Dans son dossier, la GRC affirme que Bracken, en mission comme journaliste, n’était pas exempté par la loi d’obéir aux termes de l’ordonnance d’injonction. Ils soutiennent en outre qu’en s’intégrant aux opposants au pipeline, ce qui est une pratique courante pour les journalistes indépendants qui témoignent du droit du public à l’information, les actions de Bracken « sont allées au-delà de son rôle de journaliste » et que sa « présence dans [un petite] cabine a nui aux opérations policières sûres et efficaces. »

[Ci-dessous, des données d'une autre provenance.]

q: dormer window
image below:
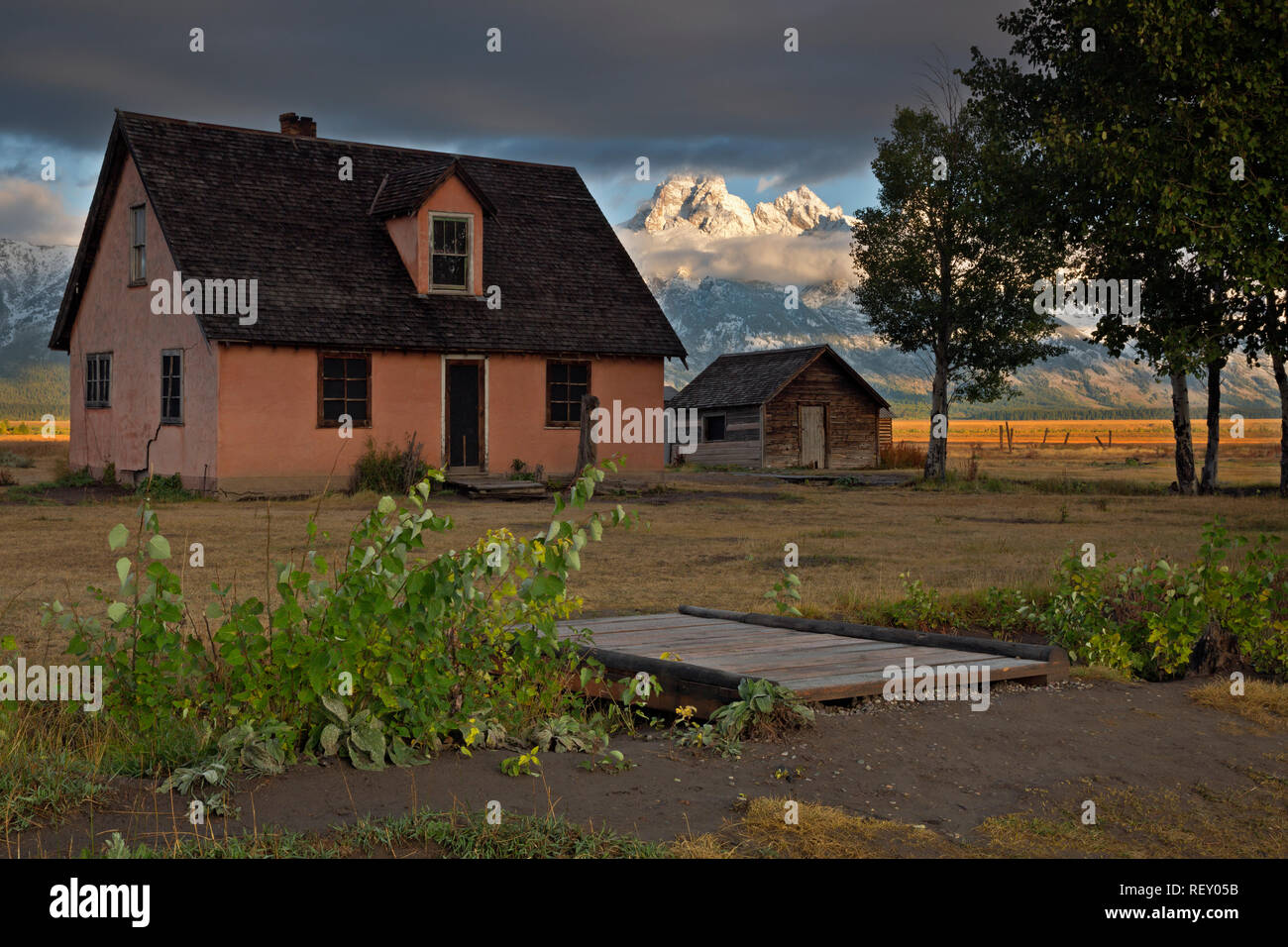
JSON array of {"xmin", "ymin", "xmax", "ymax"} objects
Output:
[
  {"xmin": 429, "ymin": 214, "xmax": 473, "ymax": 292},
  {"xmin": 130, "ymin": 204, "xmax": 149, "ymax": 286}
]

La question des journalistes intégrés aux côtés d’individus engagés dans des activités de protestation dans les zones d’injonction a été abordée dans une décision historique de 2019 de la Cour d’appel de Terre-Neuve-et-Labrador. La décision du juge Derek Green dans l’« affaire Brake » a réaffirmé que des considérations particulières s’appliquent aux journalistes travaillant de bonne foi et couvrant des sujets d’intérêt public – même lorsqu’une injonction est en vigueur.

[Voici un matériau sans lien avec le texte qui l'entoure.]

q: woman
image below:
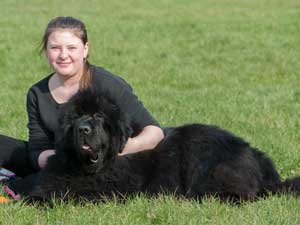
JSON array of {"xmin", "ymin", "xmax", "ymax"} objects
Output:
[{"xmin": 0, "ymin": 17, "xmax": 164, "ymax": 176}]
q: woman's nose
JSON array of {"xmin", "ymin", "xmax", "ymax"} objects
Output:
[{"xmin": 59, "ymin": 48, "xmax": 68, "ymax": 59}]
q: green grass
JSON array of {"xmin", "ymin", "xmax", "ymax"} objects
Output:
[{"xmin": 0, "ymin": 0, "xmax": 300, "ymax": 224}]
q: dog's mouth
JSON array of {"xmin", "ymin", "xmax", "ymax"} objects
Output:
[{"xmin": 81, "ymin": 143, "xmax": 99, "ymax": 163}]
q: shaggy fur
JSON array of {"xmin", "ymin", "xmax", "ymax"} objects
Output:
[{"xmin": 9, "ymin": 91, "xmax": 300, "ymax": 201}]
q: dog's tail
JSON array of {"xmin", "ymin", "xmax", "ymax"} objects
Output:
[{"xmin": 272, "ymin": 176, "xmax": 300, "ymax": 197}]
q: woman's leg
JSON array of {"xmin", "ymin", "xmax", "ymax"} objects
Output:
[{"xmin": 0, "ymin": 135, "xmax": 34, "ymax": 177}]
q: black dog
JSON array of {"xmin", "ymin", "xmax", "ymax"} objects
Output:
[{"xmin": 9, "ymin": 90, "xmax": 300, "ymax": 201}]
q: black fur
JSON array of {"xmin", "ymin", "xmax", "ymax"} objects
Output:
[{"xmin": 9, "ymin": 91, "xmax": 300, "ymax": 201}]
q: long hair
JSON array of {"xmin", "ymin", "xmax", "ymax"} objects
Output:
[{"xmin": 40, "ymin": 16, "xmax": 92, "ymax": 90}]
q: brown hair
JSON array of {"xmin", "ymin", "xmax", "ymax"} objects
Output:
[{"xmin": 40, "ymin": 16, "xmax": 91, "ymax": 90}]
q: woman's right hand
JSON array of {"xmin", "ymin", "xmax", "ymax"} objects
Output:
[{"xmin": 38, "ymin": 149, "xmax": 55, "ymax": 169}]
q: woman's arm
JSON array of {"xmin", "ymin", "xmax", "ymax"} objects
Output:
[{"xmin": 119, "ymin": 125, "xmax": 164, "ymax": 155}]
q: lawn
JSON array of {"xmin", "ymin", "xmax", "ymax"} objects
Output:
[{"xmin": 0, "ymin": 0, "xmax": 300, "ymax": 225}]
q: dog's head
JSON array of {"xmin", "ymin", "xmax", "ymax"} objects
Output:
[{"xmin": 56, "ymin": 90, "xmax": 131, "ymax": 173}]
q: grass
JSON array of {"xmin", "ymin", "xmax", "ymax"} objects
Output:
[{"xmin": 0, "ymin": 0, "xmax": 300, "ymax": 224}]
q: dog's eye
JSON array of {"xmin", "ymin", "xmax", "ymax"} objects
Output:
[{"xmin": 94, "ymin": 113, "xmax": 103, "ymax": 120}]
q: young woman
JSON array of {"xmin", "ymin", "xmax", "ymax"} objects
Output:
[{"xmin": 0, "ymin": 17, "xmax": 164, "ymax": 176}]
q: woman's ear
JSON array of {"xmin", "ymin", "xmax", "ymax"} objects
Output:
[{"xmin": 83, "ymin": 42, "xmax": 89, "ymax": 59}]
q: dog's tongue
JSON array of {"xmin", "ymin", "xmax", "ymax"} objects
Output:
[{"xmin": 82, "ymin": 144, "xmax": 91, "ymax": 150}]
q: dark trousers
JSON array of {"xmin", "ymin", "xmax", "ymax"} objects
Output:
[{"xmin": 0, "ymin": 135, "xmax": 34, "ymax": 177}]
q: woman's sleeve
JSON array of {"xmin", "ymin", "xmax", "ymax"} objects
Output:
[
  {"xmin": 26, "ymin": 89, "xmax": 54, "ymax": 170},
  {"xmin": 99, "ymin": 73, "xmax": 160, "ymax": 133}
]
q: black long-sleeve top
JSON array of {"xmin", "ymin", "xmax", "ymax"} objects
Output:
[{"xmin": 27, "ymin": 66, "xmax": 159, "ymax": 170}]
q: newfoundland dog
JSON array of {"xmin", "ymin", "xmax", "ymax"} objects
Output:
[{"xmin": 9, "ymin": 90, "xmax": 300, "ymax": 201}]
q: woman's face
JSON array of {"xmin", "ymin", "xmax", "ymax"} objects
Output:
[{"xmin": 46, "ymin": 29, "xmax": 88, "ymax": 77}]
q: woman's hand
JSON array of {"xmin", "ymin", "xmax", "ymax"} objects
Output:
[
  {"xmin": 119, "ymin": 125, "xmax": 164, "ymax": 155},
  {"xmin": 38, "ymin": 149, "xmax": 55, "ymax": 169}
]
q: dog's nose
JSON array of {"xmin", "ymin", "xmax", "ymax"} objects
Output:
[{"xmin": 78, "ymin": 124, "xmax": 92, "ymax": 134}]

Dans cette décision, le juge Green a par ailleurs avancé un critère en cinq points qui établit, par son interprétation juridique, les conditions dans lesquelles les journalistes peuvent être autorisés ou exclus des zones d’injonction.

La décision de Green stipule que les journalistes sont légalement autorisés si :

  1. La personne se livre, de bonne foi, à une activité de collecte d’informations de nature journalistique ;
  2. Il ou elle n’aide pas, ne participe pas activement ou ne défend pas les manifestants au sujet desquels les rapports sont faits ;
  3. Il ou elle ne commet aucun acte qui pourrait raisonnablement être considéré comme aidant ou encourageant les manifestants dans leurs actions de protestation ou comme violant un ordre déjà émis ;
  4. Il ou elle ne fait pas autrement obstacle ou n’interfère pas avec ceux qui cherchent à faire appliquer la loi ou toute ordonnance déjà rendue ou n’interfère pas autrement avec l’administration de la justice ;
  5. Les questions faisant l’objet de rapports sont des questions que l’on peut largement considérer comme des questions d’intérêt public. Une attention particulière devrait être accordée aux manifestations impliquant des peuples autochtones.

Comme le montrent les récents documents déposés, Bracken a cité l’affaire et ses dispositions aux agents locaux de la GRC au moment de sa détention et de son arrestation. Les agents étaient soit inconscients, soit indifférents au précédent juridique.

« Il est bien établi que les journalistes sont des observateurs indépendants », a déclaré Jolly. « À aucun moment, il n’existe de preuve que les efforts de Bracken pour documenter les événements ont physiquement empêché, gêné, restreint, gêné ou entravé les agents de la GRC dans l’exécution de leurs fonctions. »

Dans le cadre de sa poursuite, Bracken réclame des dommages-intérêts civils, arguant que la GRC a violé ses droits à la liberté en vertu des articles 7 et 9 de la Charte. La poursuite fait également valoir que l’arrestation a violé les droits à la liberté de la presse de Bracken et The Narwhal, garantis par l’article 2 (b).

« Même avec le recul de plusieurs mois, il est tout à fait consternant de voir que la police nationale du Canada poursuit cette malheureuse campagne de persécution », a déclaré Jolly. « Plutôt que d’admettre son erreur, la GRC a embauché un groupe d’avocats du gouvernement pour lancer une inquisition visant à diaboliser un journaliste canadien simplement parce qu’il fait son travail », a déclaré Jolly.